El examen de CA-125 no se utiliza solo para diagnosticar el cáncer ovárico. El examen está aprobado por la Food and Drug Administrtion para monitorear cómo responde una mujer al tratamiento de cáncer ovárico y para detectar si el cáncer se vuelve a presentar tras el tratamiento.

Ecografía
El dispositivo de ultrasonido utiliza las ondas sonoras con una frecuencia que la gente no puede oír.
El dispositivo envía las ondas sonoras a los órganos situados dentro de la pelvis. Las ondas chocan con los órganos. Un ordenador genera una imagen del eco que producen las ondas sonoras.
Para observar con mayor claridad los ovarios, el dispositivo puede introducirse en la vagina (ecografía transvaginal).

Biopsia
La biopsia consiste en la remoción del tejido o del líquido para detectar las células tumorales.
Dependiendo de los resultados del análisis de sangre o de la ecografía, el médico puede recomendar una cirugía (una laparotomía) para remover los tejidos y los fluidos de la pelvis y del abdomen.
Generalmente la cirugía es necesaria para diagnosticar el cáncer ovárico.

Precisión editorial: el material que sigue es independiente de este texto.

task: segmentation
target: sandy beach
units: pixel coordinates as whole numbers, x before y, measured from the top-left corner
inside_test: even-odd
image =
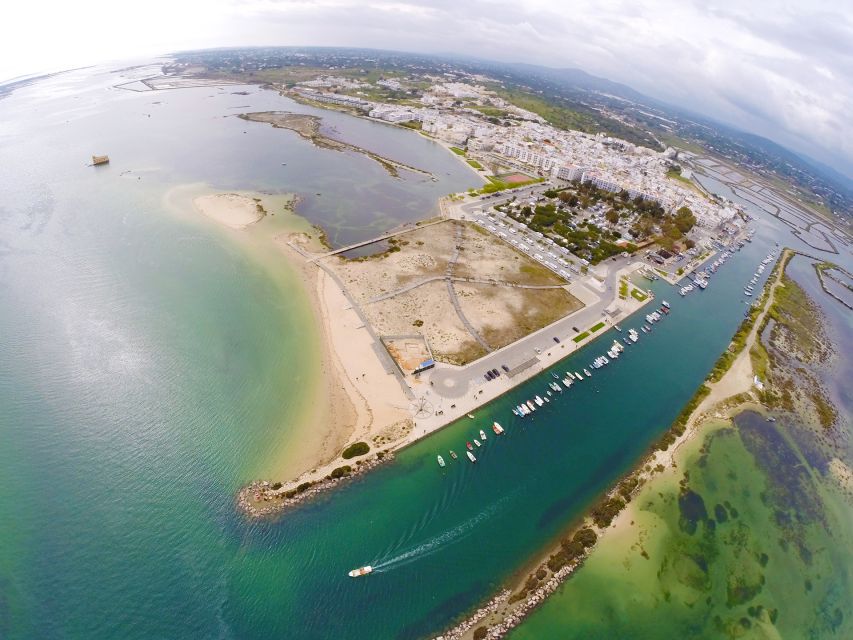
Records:
[[[184,194],[186,197],[186,194]],[[293,213],[295,198],[266,194],[216,193],[192,198],[193,208],[235,231],[249,252],[273,269],[295,276],[310,302],[319,332],[316,384],[308,391],[295,434],[272,452],[270,475],[282,491],[303,482],[325,478],[345,464],[340,455],[353,442],[364,441],[373,457],[376,444],[400,440],[411,431],[409,400],[397,378],[386,372],[374,349],[374,339],[348,300],[303,251],[320,251],[320,232]],[[263,257],[261,257],[263,254]],[[347,461],[349,462],[349,461]]]

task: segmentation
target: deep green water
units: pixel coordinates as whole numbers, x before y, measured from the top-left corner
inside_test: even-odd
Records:
[[[836,357],[815,372],[836,428],[747,412],[711,433],[683,463],[684,489],[650,483],[630,534],[605,540],[513,640],[853,636],[853,495],[829,466],[853,466],[853,315],[810,260],[787,273],[824,313]]]
[[[497,419],[507,434],[476,467],[435,464],[461,452],[466,419],[279,521],[246,523],[233,492],[292,429],[313,373],[311,319],[286,273],[165,211],[163,193],[296,191],[344,243],[422,217],[471,174],[410,132],[339,114],[323,112],[345,138],[442,181],[395,181],[365,158],[223,117],[297,109],[254,88],[130,94],[115,82],[78,73],[0,101],[3,638],[439,631],[667,428],[741,321],[742,283],[772,244],[763,237],[684,300],[656,285],[671,317],[533,419],[510,407],[549,376],[481,411],[478,428]],[[83,166],[99,152],[108,169]],[[611,340],[557,370],[587,366]],[[368,562],[375,575],[346,577]]]

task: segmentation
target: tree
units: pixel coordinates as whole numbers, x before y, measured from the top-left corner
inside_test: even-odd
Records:
[[[693,215],[693,212],[689,207],[681,207],[675,212],[673,221],[681,233],[687,233],[693,228],[693,225],[696,224],[696,216]]]

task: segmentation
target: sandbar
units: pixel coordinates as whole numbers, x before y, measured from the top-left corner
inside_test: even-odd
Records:
[[[239,193],[216,193],[193,200],[196,210],[232,229],[245,229],[264,217],[259,199]]]

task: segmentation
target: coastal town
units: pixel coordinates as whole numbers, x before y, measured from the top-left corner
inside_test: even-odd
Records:
[[[617,341],[583,372],[561,374],[544,398],[519,405],[516,415],[535,411],[550,401],[548,395],[618,358],[639,331],[652,331],[669,313],[666,301],[655,301],[650,282],[678,284],[682,296],[704,288],[717,266],[751,237],[742,207],[690,179],[690,154],[555,128],[486,89],[480,83],[488,78],[429,80],[435,82],[379,78],[368,84],[319,75],[271,87],[298,101],[426,136],[447,149],[449,162],[467,165],[483,186],[443,198],[435,218],[357,245],[332,249],[304,236],[288,241],[324,283],[326,305],[328,292],[339,292],[339,308],[324,315],[352,316],[349,337],[365,343],[362,353],[375,363],[373,378],[383,379],[382,397],[367,405],[387,411],[384,420],[365,411],[370,420],[350,429],[362,453],[341,458],[339,449],[298,477],[246,487],[238,503],[249,514],[297,504],[454,420],[474,416],[607,329],[621,331],[620,322],[653,305],[624,343]],[[378,91],[397,98],[367,98]],[[292,119],[284,112],[241,117],[285,127]],[[322,129],[316,120],[312,126],[315,133]],[[397,175],[405,179],[409,170],[398,165]],[[348,257],[356,247],[365,257]],[[328,324],[330,334],[336,324]],[[352,374],[365,360],[348,361],[346,349],[337,351],[340,377],[369,395],[366,374]]]

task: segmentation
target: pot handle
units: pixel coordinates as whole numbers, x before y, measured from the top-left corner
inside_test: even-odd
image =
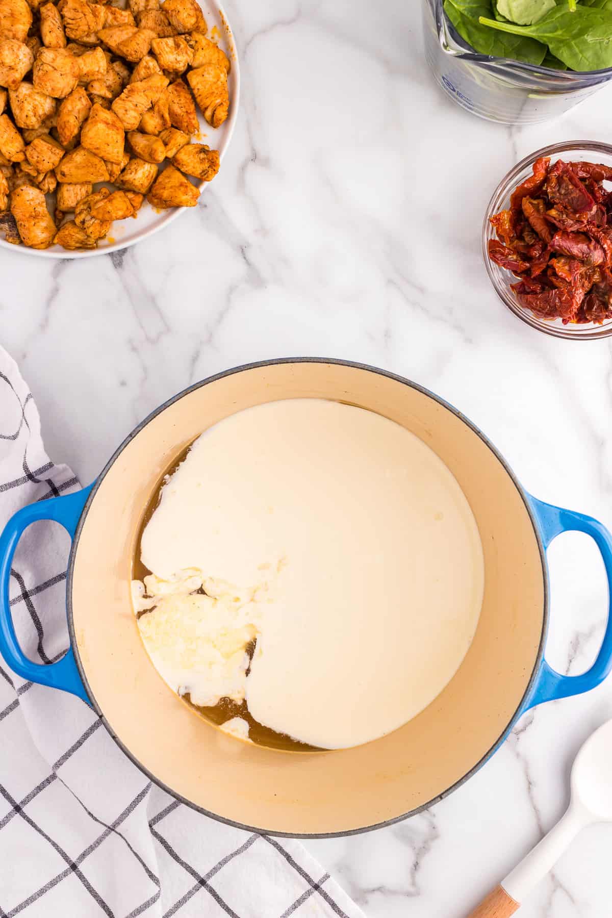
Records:
[[[9,601],[9,584],[13,555],[21,535],[30,523],[37,520],[54,520],[74,537],[83,509],[94,486],[83,487],[76,494],[49,498],[35,504],[28,504],[11,517],[0,535],[0,654],[13,672],[24,679],[30,679],[52,688],[72,692],[89,703],[87,692],[81,680],[72,648],[69,647],[61,660],[48,665],[33,663],[25,655],[17,644]]]
[[[525,710],[534,708],[543,701],[552,701],[590,691],[603,682],[612,669],[612,535],[602,523],[584,513],[553,507],[532,497],[529,497],[529,503],[540,523],[544,548],[548,548],[552,540],[562,532],[585,532],[595,541],[606,567],[608,612],[604,640],[591,668],[580,676],[562,676],[561,673],[555,672],[545,659],[542,660],[538,680]]]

Aunque la mayor parte de las mujeres se someten a una laparotomía para el diagnóstico, algunas mujeres prefieren una intervención llamada laparoscopia.
El médico introduce un tubo delgado dotado de videocámara (laparoscopio) a través de una pequeña incisión en el abdomen. La laparotomía puede ser utilizada para eliminar un pequeño quiste benigno o un cáncer ovárico precoz.
También puede ser utilizada para saber si el cáncer se ha difundido.
El patólogo utiliza un microscopio para detectar las células tumorales en el tejido o en el fluido. Si encuentra las células del carcinoma ovárico, el patólogo describe el grado de las células. Las clasificaciones 1, 2 y 3 se refieren al grado de anomalía de las células tumorales.
Las células tumorales de estadio 1 no tienen ninguna probabilidad de crecer y difundirse, a diferencia de las células de grado 3.